I think that kind of begs the question, though. Someone (Skunkape? CaptG?) suggested we already ARE in a simulation. I must say that is an intriguing idea. I don't think it needs to be as stark and evil as 'The Matrix' but I think it is a possibility. We, as a species, are intrigued with models. We build models of our own reality all the time, sometimes in great detail. From model railroads to Second Life we immerse ourselves into them. Some of live in the models--just like some of us live on the Web.

It's almost as if our lives are--recursive!
 
Being two pretty knowledgable guys (Stagger and Schuyler) when it comes to this sort of thing, do you think that we will hit a metaphorical brick wall?

Hi conor,

Ehm, unfortunately Apple has rejected my Crystal Ball(TM) application for the iPod touch, on the grounds that it duplicates functionality already provided by Steve Jobs. I hope you will join me in complaining about this ridiculous situation!
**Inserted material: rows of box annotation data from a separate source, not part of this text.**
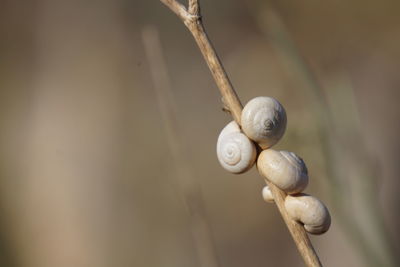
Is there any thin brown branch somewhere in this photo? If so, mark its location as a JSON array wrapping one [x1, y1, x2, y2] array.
[[188, 0, 200, 16], [160, 0, 188, 21], [160, 0, 322, 267]]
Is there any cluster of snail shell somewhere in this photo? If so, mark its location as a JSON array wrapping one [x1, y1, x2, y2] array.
[[217, 96, 331, 234]]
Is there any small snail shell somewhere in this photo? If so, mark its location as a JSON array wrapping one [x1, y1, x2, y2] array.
[[257, 149, 308, 194], [217, 121, 256, 173], [262, 185, 275, 203], [285, 194, 331, 235], [241, 96, 286, 149]]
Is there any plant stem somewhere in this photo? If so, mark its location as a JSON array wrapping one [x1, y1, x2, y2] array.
[[160, 0, 322, 267]]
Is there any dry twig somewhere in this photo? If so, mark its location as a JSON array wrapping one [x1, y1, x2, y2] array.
[[160, 0, 322, 266]]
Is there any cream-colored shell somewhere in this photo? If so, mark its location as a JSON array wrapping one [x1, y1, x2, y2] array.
[[262, 185, 275, 203], [217, 121, 257, 173], [257, 149, 308, 194], [241, 96, 287, 149], [285, 194, 331, 235]]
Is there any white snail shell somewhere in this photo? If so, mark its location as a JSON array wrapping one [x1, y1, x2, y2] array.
[[257, 149, 308, 194], [217, 121, 257, 173], [262, 185, 275, 203], [285, 194, 331, 235], [241, 96, 287, 149]]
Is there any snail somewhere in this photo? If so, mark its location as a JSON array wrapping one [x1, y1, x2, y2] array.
[[241, 96, 287, 149], [257, 149, 308, 194], [217, 121, 257, 173], [262, 185, 275, 203], [285, 194, 331, 235]]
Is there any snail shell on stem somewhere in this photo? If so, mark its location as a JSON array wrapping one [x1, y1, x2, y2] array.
[[285, 194, 331, 235], [241, 96, 287, 149], [257, 149, 308, 194], [262, 185, 275, 203], [217, 121, 257, 173]]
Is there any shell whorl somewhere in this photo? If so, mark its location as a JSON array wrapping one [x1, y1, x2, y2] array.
[[217, 121, 257, 173], [241, 96, 287, 149], [285, 194, 331, 235], [262, 185, 275, 203], [257, 149, 308, 194]]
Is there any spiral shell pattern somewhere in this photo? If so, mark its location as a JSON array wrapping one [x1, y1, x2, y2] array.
[[241, 96, 287, 149], [217, 121, 256, 173], [257, 149, 308, 194], [285, 194, 331, 235]]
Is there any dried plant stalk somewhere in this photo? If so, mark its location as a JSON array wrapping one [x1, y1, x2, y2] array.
[[160, 0, 322, 266]]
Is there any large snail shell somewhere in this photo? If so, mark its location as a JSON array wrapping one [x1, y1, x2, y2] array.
[[241, 96, 286, 149], [257, 149, 308, 194], [217, 121, 256, 173], [285, 194, 331, 235]]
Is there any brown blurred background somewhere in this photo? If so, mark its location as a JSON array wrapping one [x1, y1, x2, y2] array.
[[0, 0, 400, 267]]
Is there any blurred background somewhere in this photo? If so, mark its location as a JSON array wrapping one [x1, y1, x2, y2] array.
[[0, 0, 400, 267]]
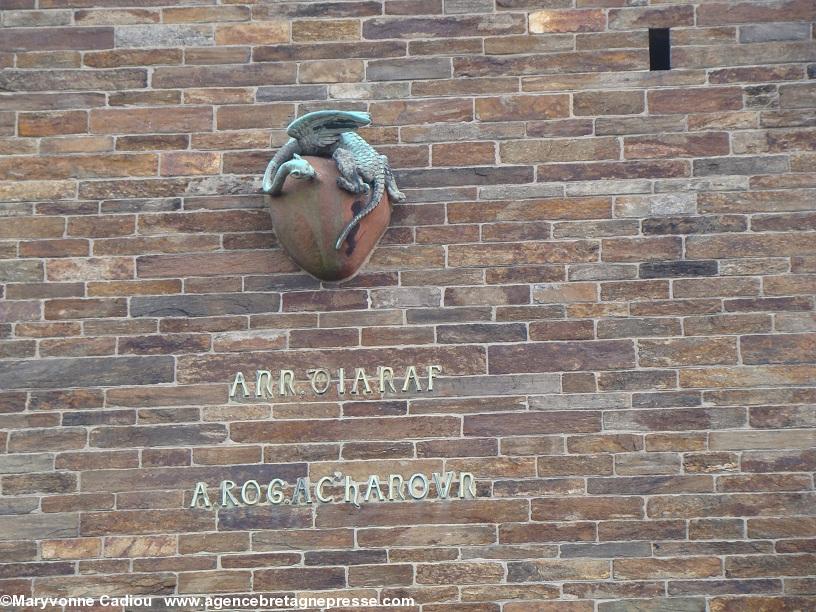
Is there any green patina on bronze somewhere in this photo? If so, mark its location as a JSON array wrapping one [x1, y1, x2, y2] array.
[[262, 110, 405, 258], [266, 156, 391, 281]]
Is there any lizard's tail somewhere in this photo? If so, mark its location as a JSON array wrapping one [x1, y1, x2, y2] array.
[[334, 178, 385, 251]]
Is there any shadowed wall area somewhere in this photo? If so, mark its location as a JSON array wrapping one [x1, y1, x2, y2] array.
[[0, 0, 816, 612]]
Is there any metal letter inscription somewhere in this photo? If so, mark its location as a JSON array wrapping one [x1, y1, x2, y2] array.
[[262, 110, 405, 281]]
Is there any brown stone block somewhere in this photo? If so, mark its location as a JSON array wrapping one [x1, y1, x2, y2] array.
[[0, 153, 158, 181], [230, 417, 459, 443], [3, 473, 77, 495], [567, 434, 643, 453], [612, 557, 722, 580], [537, 455, 612, 476], [623, 132, 729, 159], [292, 19, 360, 44], [37, 573, 176, 597], [370, 99, 473, 125], [528, 9, 606, 34], [476, 94, 569, 122], [725, 554, 816, 578], [80, 508, 215, 536], [160, 151, 221, 176], [601, 236, 682, 262], [609, 6, 694, 30], [138, 210, 272, 235], [17, 111, 88, 136], [83, 49, 182, 68], [499, 137, 620, 164], [507, 559, 611, 582], [749, 406, 812, 428], [348, 563, 414, 586], [136, 251, 297, 278], [90, 107, 213, 134], [647, 87, 742, 114], [416, 562, 504, 585], [698, 189, 816, 213], [647, 493, 812, 518], [460, 49, 648, 79], [411, 76, 526, 96], [118, 334, 210, 355], [709, 596, 813, 612], [504, 600, 594, 612], [178, 571, 252, 593], [489, 340, 635, 374], [687, 233, 816, 259], [741, 450, 816, 472], [253, 529, 352, 552], [638, 337, 750, 367], [0, 68, 147, 92], [531, 495, 643, 521], [316, 499, 527, 527], [537, 160, 691, 181], [8, 427, 86, 453], [357, 525, 496, 552], [432, 142, 496, 166], [342, 440, 412, 459], [215, 21, 289, 45], [298, 58, 365, 83], [180, 532, 249, 555], [253, 567, 346, 591], [217, 104, 295, 130], [116, 134, 190, 151], [90, 423, 227, 448], [105, 535, 176, 557], [717, 474, 809, 492], [463, 410, 600, 436], [40, 338, 116, 357], [447, 197, 612, 224], [87, 279, 181, 297], [697, 0, 816, 25], [162, 5, 245, 23], [0, 27, 113, 52], [221, 553, 301, 568], [45, 298, 127, 319], [572, 91, 644, 115], [0, 181, 76, 207], [448, 241, 599, 266], [0, 541, 37, 560], [484, 34, 573, 55], [363, 13, 525, 39], [740, 334, 816, 364], [598, 520, 686, 542]]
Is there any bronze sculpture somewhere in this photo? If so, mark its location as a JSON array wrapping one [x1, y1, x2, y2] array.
[[262, 110, 405, 280], [262, 110, 405, 250]]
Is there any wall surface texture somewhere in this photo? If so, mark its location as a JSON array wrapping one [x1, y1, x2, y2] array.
[[0, 0, 816, 612]]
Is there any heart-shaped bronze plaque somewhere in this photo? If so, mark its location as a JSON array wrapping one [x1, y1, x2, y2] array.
[[266, 155, 391, 281]]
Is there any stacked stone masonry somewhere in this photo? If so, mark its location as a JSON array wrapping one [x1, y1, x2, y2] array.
[[0, 0, 816, 612]]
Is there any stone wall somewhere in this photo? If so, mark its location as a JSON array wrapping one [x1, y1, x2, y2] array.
[[0, 0, 816, 612]]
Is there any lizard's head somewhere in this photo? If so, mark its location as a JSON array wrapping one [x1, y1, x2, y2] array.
[[286, 153, 317, 179]]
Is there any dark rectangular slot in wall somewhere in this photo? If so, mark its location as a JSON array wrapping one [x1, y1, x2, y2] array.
[[649, 28, 671, 70]]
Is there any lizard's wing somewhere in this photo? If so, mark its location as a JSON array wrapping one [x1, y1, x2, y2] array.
[[286, 110, 371, 149]]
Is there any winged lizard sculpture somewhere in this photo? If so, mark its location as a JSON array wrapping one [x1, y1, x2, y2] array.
[[262, 110, 405, 250]]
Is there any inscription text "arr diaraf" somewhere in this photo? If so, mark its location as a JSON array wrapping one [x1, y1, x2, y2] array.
[[229, 365, 442, 399]]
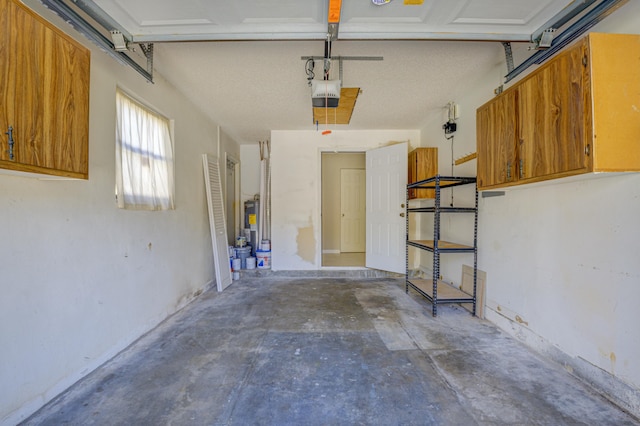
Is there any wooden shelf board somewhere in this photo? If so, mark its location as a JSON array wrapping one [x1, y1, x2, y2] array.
[[410, 240, 473, 251], [408, 278, 473, 303]]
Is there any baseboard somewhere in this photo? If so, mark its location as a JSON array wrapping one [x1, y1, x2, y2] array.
[[485, 302, 640, 419]]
Ok seriously. Very good questions, I don't think anybody has the answers (and, as often stated here, beware of anybody claiming to have the answers). I will have to echo Schuyler's disclaimer. While this is all very interesting, I have not, myself, authored papers, books, spoken to conferences or in general produced anything relevant on the subject. But here's my two Eurocents on a few things which seem (to me) reasonably likely. And few reading tips.

- There do not seem to be hard limits 'around the corner' for information technology. Though Moore's law may very well slow down or speed up unpredictably. I'm quite sure Donald Knuth is right about the current multi-core obsession being grossly over hyped.

- It's inevitable that humans will attempt to overcome their limitations (biological, intellectual, ethical).

- Human beings are, by far, not the last word in any of the 'generally good' things they are capable of, be it intelligence, ethics, love, compassion and so forth. There is lots of 'room for improvement' and yes, new species may completely outdo us.

- It's impossible to predict what will happen when the above become possible, the curtain (or event horizon) falls, we might just as well call it Singularity (though, importantly, this would *not* match the current 'official' definitions of Singularity. See Eliezer Yudkowsky's Three Major Singularity Schools

-
If we could dump ourselves into a computer, or live forever with the help of nanobots or something like that, I could see a whole new set of problems popping up socially. We could effectively become a two rung species, half of which has access to and can afford the alterations and those that cannot.
Hey, these are all themes in Greg Egan's Diaspora though not so much about 'affording' but 'choosing'. It's fiction to be sure, but Egan knows how to do his homework!

-
Someone (Skunkape? CaptG?) suggested we already ARE in a simulation. I must say that is an intriguing idea. I don't think it needs to be as stark and evil as 'The Matrix' but I think it is a possibility.
See Nick Bostrom's Simulation Argument. (Off topic: I think many here would also enjoy Bostrom's Where Are They? Why I hope that the search for extraterrestrial life finds nothing. )


There's more, but the Sunday (simulated or not) calls!